Thing is, love isn’t really that precious.

Anyone who has lived through a love or few know that love, however amazing it might be, is one dimension of life – not the only one. We can and do live through heartbreaks. We can and do live without love, being alone, just by ourselves. Some for two nights or one, and some for all their years, to loosely quote Vikram Seth’s poem, “All you who sleep tonight.”

It can get very harsh and even despairing when love starts to crack and threatening to fall apart altogether. At such times, if we gave ourselves the time and space to see ourselves through all that pain, we could come out on the other side and realise that love is, after all, not everything.

Mahesh Natarajan
Mahesh Natarajan

Love is some thing alright, but it is far from being the alpha and the omega of life that we make it out to be. When love doesn’t quite work out the way we want it to work, it is one of the toughest things one goes through in life. The heart breaks, the body refuses to work, we feel like our brain is just a mass of grey concrete – hard and rough, and some days, it can seem like our soul is hanging on to our body by a thread.

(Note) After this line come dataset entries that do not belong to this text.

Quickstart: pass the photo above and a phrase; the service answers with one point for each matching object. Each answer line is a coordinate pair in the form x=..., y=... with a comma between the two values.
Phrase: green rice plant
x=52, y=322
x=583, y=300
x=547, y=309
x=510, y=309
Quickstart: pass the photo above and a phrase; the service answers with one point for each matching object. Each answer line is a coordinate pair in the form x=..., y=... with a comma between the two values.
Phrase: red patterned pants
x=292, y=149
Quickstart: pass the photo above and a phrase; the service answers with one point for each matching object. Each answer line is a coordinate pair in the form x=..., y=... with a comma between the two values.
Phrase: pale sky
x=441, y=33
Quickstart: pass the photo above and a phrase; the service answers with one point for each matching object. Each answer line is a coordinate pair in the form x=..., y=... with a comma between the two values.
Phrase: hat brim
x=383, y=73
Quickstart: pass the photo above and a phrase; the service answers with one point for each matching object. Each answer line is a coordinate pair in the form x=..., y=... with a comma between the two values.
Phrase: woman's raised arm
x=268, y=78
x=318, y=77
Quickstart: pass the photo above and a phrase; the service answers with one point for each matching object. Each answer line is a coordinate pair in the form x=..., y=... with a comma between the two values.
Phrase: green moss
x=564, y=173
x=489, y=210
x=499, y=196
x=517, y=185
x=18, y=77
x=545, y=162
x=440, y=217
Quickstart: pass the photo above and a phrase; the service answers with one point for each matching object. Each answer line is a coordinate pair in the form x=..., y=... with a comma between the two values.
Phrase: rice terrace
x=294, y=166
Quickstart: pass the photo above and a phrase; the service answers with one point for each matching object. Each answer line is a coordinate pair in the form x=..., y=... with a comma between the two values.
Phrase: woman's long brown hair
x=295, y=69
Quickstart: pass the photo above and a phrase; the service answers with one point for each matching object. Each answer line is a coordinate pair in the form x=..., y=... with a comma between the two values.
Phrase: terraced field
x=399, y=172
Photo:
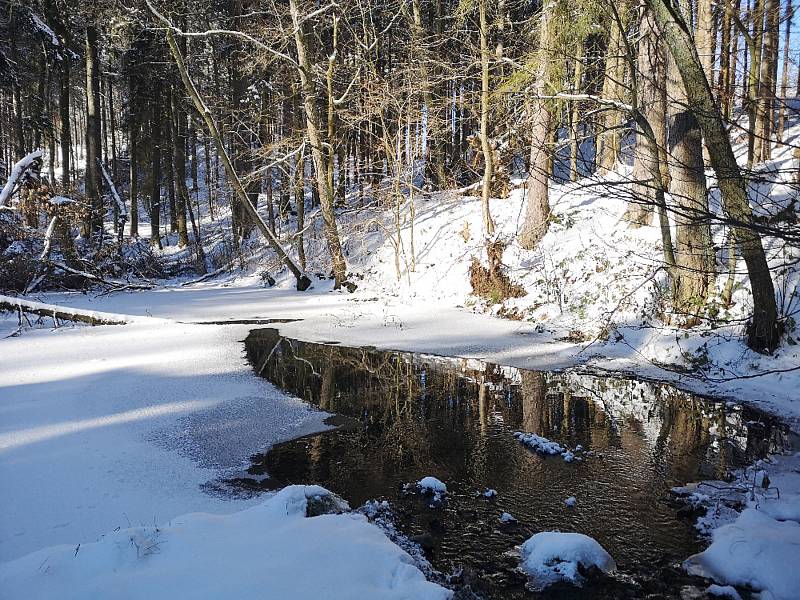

Even if, in that moment, all we can do for days is to drink some water and maybe eat nothing more than a slice of bread, and otherwise just stay in bed, we need to just do it.

The pain does get easier to live with even if it doesn’t go away altogether. Our life gets bigger and we find that life is bigger, with deeper dimensions to it. The pain of losing love, knowing how anguished we can get, how hopeless and despairing, and allowing it to teach us that life is precious, not love by itself, that’s when we truly start to live.

We just need to know it. It helps if we could always know it, even before we ever experience the sweet pain of love and the harsh reality of a love falling apart, but often, we just have to experience it for ourselves.

Love is lovely, but no single love is really the most precious thing. Life is the most precious and life is lovable in and of itself.